PCAPlot(pre_regressed_seurat, 
        group.by= "Phase")

In our data, the cells don’t really cluster by cell cycle, so we do not need to include S.Score and G2M.Score as variables for regression.

Before moving on to regressing out variation due to uninteresting sources, let’s save the pre-regressed Seurat object so that we can come back to it later if needed:

# Save pre-regression Seurat object
saveRDS(pre_regressed_seurat, 
        file = "data/seurat_pre_regress.rds")

Apply regression variables

Regressing variation due to uninteresting sources can improve downstream identification of principal components and clustering. To mitigate the effect of these signals, Seurat constructs linear models to predict gene expression based on the variables to regress.

To regress out these variables of uninteresting variation, we will use the vars.to.regress argument in the ScaleData() function.
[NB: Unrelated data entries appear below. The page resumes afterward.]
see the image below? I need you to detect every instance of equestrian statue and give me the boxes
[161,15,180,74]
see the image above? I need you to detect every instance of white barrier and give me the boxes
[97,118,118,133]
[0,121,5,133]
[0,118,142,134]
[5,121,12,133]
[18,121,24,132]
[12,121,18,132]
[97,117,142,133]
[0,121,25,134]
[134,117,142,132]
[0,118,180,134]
We generally recommend minimizing the effects of variable read count depth (nUMI) and mitochondrial gene expression (mitoRatio) as a standard first-pass approach. However, if the differences in mitochondrial gene expression represent a biological phenomenon that may help to distinguish cell clusters, then we advise not passing in mitoRatio.

When regressing out the effects of cell-cycle variation, include S.Score and G2M.Score in the vars.to.regress argument. Cell-cycle regression is generally recommended but should be avoided for samples containing cells undergoing differentiation.

In our data, the cell cycle phase did not appear to be a large source of variation in the data, so we do not need to regress it out. Therefore, we will only regress out variation due to nUMI and mitoRatio.

# Define variables in metadata to regress
vars_to_regress <- c("nUMI", "mitoRatio")

# Regress out the uninteresting sources of variation in the data
seurat <- ScaleData(pre_regressed_seurat, 
                    vars.to.regress = vars_to_regress)

Linear dimensionality reduction

Next, we perform principal component analysis (PCA) on the scaled data with RunPCA(). ProjectPCA() scores each gene in the dataset (including genes not included in the PCA) based on their correlation with the calculated components.

# Perform the scoring for all genes
seurat <- seurat %>%
  RunPCA(do.print = FALSE) %>%
  ProjectPCA(do.print = FALSE)

Determine significant principal components

To overcome the extensive technical noise in any single gene for scRNA-seq data, Seurat clusters cells based on their PCA scores, with each PC essentially representing a “metagene” that combines information across a correlated gene set. Determining how many PCs to include downstream is therefore an important step. Often it is useful to explore the PCs prior to identifying the significant principal components to include for the downstream clustering analysis.

We can print out the top most variant genes for select PCs using the PrintPCA() function. Here we are identifying the five most positively and negatively variant genes for the top 10 PCs:

# Print out the top 5 most variant genes (up and down) for top 10 PCs
PrintPCA(object = seurat, 
         pcs.print = 1:10, 
         genes.print = 5, 
         use.full = FALSE)

We can also explore the expression of the top most variant genes for select PCs using the PCHeatmap() function. The genes and cells are ordered by PC scores:

# Explore expression of most extreme genes per PC
PCHeatmap(object = seurat, 
          pc.use = 1:10, 
          cells.use = 500, 
          do.balanced = TRUE, 
          label.columns = FALSE, 
          use.full = FALSE)

In this heatmap it is easy to see the first few PCs have clear-cut expression differences for the genes most affecting the principal components. The distinction becomes less clear for more distant principal components and these plots can inform the selection of PCs to use for downstream analysis.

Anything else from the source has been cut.